Aufgeben _no significa _admitir _que sería _zugeben_.

_Aufgeben _es _abandonar, rendirse_. (Hasta donde yo sé). Que es igual de incongruente que admitir.


----------



## Menger

Gracias bwprius
Sí, no conseguía encontrar ningún diccionario en el que dijera que es confesar/admitir, pero me parecía más lógico aquí...
Ya veo que no. Gracias por aclarar ese punto.
Salud


----------



## Alemanita

Habría que ver el video, pero yo lo interpreto así de que la chica quiere decir: Bueno, ya basta, me rindo, no me esfuerzo más en explicar lo que es la confianza. Pues ... (les) contaremos una bella jornada. Me gusta esto (me imagino que están mostrando algo ...) etc.


----------



## Menger

Gracias a ti también, Alemanita.
Veo que el tema tiene miga, parte del problema es que no tengo acceso al vídeo.
Sí, parece la interpretación más probable y me alegro en todo caso de comprobar con nativos que no hay ningún 2º significado/acepción... que se me escapa, simplemente es (una vez más) un texto lleno de "enigmas" que hay que resolver como buenamente se pueda.
Saludillos nublados,


----------



## Alemanita

Menger said:


> no tengo acceso al vídeo.



¿Y cómo suponen los que te encargaron la traducción que vas a poder traducir correctamente si no ves lo que hace la gente que habla? Increíble. Es como si te dijeran que describas un cuadro, pero en un cuarto oscuro y sólo usando el tacto...


----------



## bwprius

_*Ja also,.. wir erzählen einen schönen Tag.*_

Inusual el complemento directo con _erzähl_en pero algo así como: 

*Bueno, pues ... hablamos de un día bonito. 
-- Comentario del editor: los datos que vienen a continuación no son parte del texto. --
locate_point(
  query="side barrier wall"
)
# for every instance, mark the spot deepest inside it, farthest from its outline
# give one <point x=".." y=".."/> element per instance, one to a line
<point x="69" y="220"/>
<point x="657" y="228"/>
Contamos (lo que pasó durante) un día bonito.*


----------



## Menger

Muchas gracias a todos otra vez. 
Fue bastante liante y no esperaba que la expresión resultara tan poco clara incluso a nativos.
Si hubiera tenido un poco más de tiempo hubiera pedido que me mandaran el vídeo (suponiendo que ya esté colgado en la red, a saber)... Es un trabajo aceptado en una plataforma, sin mediación de un project manager y no siempre es fácil resolver este tipo de cosas.
Para la solución del día bonito lo dejé parecido a como sugiere bwprius... 
Muchas gracias de nuevo por la ayuda, ha sido muy interesante


----------